Immunity to malaria is complex, involving a fine interplay between immune compartments over time. Most prior efforts to understand the development of immunity have been limited to a narrow set of measurements or reductionist animal or human challenge models that fail to capture the complexity of repeated infection in naturally exposed individuals. We propose to comprehensively evaluate and model the innate and adaptive immune response to repeated P. falciparum (Pf) infections over time. This project takes advantage of a unique malaria cohort study in Uganda, with participants seen in our clinic monthly and for all illnesses, allowing us to capture both symptomatic and asymptomatic infections. By leveraging our well-characterized cohort, detailed immunological characterization of host responses, and state-of-the-art computational models of immunity, we will 1) Comprehensively characterize the immune response to symptomatic and asymptomatic P. falciparum infections. We hypothesize that symptomatic ? but not asymptomatic ? infections will be characterized by an attenuation of the innate and adaptive inflammatory response. We will profile the innate and adaptive immune response to symptomatic and asymptomatic infections in children at multiple time points in the weeks following Pf infection. Data from transcriptional profiling, deep cellular phenotyping, antibody profiling, and stimulation assays will be used to build flexible computational models, capturing interactions between different compartments of the immune system and the trajectory of the immune response after a single infection. 2) Determine how the immune state evolves in response to recurrent P. falciparum infections. We hypothesize that recurrent infection will result in a shift of the immune state from one biased towards dynamic, inflammatory immune responses to one characterized by a more stable, regulatory state and the acquisition of functional antibodies. We will model the evolution of key immunological parameters identified in Aim 1, along with assays of anti-parasitic humoral and cellular function, over years of repeated infection and across ages by generating longitudinal data over a period of 2 years.
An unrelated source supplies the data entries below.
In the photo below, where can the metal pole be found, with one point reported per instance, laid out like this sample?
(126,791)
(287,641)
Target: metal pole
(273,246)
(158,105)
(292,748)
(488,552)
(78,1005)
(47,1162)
This aim complements Aim 1 in providing important information to define emergent properties of the immune response from cumulative infections over longer time scales, spanning the period of immune acquisition. 3) Identify key aspects of the immune state leading to anti-parasite and anti-disease immunity to P. falciparum infection. We hypothesize that functional antibody responses will be most strongly associated with anti-parasite immunity, and that attenuation of innate responses will be most strongly associated with anti-disease immunity. Guided by findings from Aims 1 and 2, we will develop computational models to identify the key determinants of clinical immune phenotypes, obtained by evaluating the clinical outcomes of infection over the subsequent year. All models will be validated and iteratively refined using data from independent individuals, external data and laboratory-based experiments. Data and models will be made available and findable through appropriate public repositories.
Immunity to malaria naturally develops in those repeatedly infected by malaria parasites, but is a complex process involving different parts of the immune system and therefore poorly understood. In this proposal, we will broadly profile the immune systems of children and adults living in a malaria endemic area over multiple points in time, building state-of-the-art computational models to learn how infection affects the immune system and how this eventually leads to protection against malaria.